1990年代、はじめてロンドンに行ったころは、ベーカー・ストリートでホームズゆかりの場所といえば、地下鉄のベーカー・ストリート駅のタイル(ホームズの横顔のシルエットを模したタイルを組み合わせて、大きなシルエットにしたもの)と、「シャーロック・ホームズ・ホテル」(ホームズのストーリーとは関わりはない)ぐらいしかありませんでした。「日本だったら、ホームズ饅頭とか、ホームズ羊羹とか、ホームズ手拭いとかのグッズを売る店がならぶはずだよね」と笑ったものですが。

しかし2005年に訪ねてみると、ベーカー・ストリートも、日本の「大河ドラマゆかりの地」にならったわけでもないでしょうが、ホームズの銅像もホームズ博物館もホームズ・グッズショップも、「ミセス・ハドソン(ホームズの下宿の女主人)の店」と称するレストランもありました(ホームズ饅頭や羊羹はなかったけれど)。

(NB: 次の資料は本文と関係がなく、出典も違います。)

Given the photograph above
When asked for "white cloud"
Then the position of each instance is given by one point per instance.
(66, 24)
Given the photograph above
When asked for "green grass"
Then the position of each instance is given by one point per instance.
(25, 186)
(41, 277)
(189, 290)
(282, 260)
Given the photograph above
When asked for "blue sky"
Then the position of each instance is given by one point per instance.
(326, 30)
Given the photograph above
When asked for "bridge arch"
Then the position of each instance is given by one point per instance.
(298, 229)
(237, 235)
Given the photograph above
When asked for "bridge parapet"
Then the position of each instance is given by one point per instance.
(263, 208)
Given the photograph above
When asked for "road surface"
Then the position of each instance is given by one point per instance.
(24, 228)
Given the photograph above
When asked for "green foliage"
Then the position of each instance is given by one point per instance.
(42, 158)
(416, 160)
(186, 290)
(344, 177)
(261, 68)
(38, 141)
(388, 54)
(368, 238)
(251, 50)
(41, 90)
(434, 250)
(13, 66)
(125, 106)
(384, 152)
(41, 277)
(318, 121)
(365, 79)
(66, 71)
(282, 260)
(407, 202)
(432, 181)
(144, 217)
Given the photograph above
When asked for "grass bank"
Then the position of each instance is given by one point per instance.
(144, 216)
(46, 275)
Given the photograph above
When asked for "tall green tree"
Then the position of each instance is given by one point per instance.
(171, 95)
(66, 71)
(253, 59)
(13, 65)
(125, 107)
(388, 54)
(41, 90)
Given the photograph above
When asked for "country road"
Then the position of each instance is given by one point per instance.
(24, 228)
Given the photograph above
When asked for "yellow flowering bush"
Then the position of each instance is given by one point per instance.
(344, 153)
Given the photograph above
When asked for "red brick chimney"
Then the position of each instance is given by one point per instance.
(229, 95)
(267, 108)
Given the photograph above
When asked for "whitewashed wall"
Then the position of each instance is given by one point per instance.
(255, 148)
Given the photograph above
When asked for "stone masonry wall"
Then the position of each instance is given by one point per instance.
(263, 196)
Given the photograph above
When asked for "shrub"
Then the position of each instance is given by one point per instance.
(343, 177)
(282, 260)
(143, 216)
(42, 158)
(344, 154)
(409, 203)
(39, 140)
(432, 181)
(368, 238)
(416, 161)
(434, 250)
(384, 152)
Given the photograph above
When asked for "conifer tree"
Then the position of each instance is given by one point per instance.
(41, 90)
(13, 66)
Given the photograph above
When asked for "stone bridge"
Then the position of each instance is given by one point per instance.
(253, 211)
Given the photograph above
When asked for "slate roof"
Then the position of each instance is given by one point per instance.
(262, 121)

ホームズ博物館は、「本来の221Bがあるべきところに建てた」と主張していますが、実際の所在地は239番地。しかし、ここは「221B」と称する権利を買った(どこで売ってるのか知りませんが)らしく、現在、ホームズ宛ての依頼状はここに届けられているそうです。試しに「ホームズさま、どうぞお力をお貸しください」の手紙を出してみましょうか。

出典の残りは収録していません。